Decidió bajar por la parte
trasera, más escarpada, y que al final del serpenteante camino llegaba hasta el
viejo frontón. Allí decidió subirse a roca conocida como el elefante, y volvió
a cerrar sus ojos, esperando a ver a qué lugar decidía trasportarlo esta vez su
mente.
Sentía el frío del agua bajo sus
pies, tiritaba, aún no hacía el suficiente calor como para estar dándose un
baño en el rio, pero él necesitaba quitar de su piel los rastros de sangre
seca, dejada por la última pelea tenida con su hermano.
Frotaba enérgicamente aquella
sangre, queriendo borrar con su eliminación las heridas provocadas en su
hermano. Le había estado golpeando hasta que se sintió tan cansado que no pudo
continuar levantando los brazos. Con cada golpe dado, una lágrima abandonaba
sus ojos. Con cada súplica que escapaba de la boca de su hermano su cuerpo se estremecía
pero se no fue capaz de parar el castigo.

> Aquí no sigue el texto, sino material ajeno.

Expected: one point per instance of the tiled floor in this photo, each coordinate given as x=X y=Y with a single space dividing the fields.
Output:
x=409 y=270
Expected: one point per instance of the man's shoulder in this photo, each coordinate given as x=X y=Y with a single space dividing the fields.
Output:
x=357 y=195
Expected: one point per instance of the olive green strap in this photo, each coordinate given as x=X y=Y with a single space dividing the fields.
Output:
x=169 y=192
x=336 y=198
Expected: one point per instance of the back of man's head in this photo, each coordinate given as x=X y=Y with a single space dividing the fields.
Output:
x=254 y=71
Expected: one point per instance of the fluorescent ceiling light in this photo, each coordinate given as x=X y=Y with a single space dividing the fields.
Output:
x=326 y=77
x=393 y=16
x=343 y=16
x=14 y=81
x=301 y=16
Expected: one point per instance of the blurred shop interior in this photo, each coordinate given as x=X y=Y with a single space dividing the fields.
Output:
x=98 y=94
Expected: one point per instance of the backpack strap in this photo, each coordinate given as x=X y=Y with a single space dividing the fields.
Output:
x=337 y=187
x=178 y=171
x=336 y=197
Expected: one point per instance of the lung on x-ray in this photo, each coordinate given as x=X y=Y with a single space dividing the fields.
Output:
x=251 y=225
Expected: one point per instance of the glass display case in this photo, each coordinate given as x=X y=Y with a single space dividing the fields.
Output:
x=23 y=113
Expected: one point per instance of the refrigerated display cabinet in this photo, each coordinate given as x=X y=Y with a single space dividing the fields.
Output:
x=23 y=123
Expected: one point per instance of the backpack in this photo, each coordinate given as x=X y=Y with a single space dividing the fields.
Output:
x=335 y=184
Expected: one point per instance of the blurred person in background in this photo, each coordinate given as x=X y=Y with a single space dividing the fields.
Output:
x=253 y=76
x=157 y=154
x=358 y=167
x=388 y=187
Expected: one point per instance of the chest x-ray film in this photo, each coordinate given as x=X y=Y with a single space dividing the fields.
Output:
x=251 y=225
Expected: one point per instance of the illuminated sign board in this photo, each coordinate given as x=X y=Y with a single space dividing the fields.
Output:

Era su hermano el que robaba los
reales del Eustaquio, era su hermano el que robaba las peras de la Mamerta, era
su hermano el que mataba los perros del veterinario. Descubrir todo aquello
hizo que desease golpearle hasta quedar sin fuerzas.
-Te odio, te odio tanto. Sólo
espero poder devolverte cada golpe en un futuro – Carlos corría escupiendo cada
pocos pasos la sangre acumulada en su boca.
Gabriel sentía como las lágrimas
recorrían su rostro, y abrió los ojos, lo que su mente le había traído esta vez
era un recuerdo demasiado doloroso.
-Nunca más –gritó poniendo en ese
grito toda su alma- nunca más golpearé a mi hermano.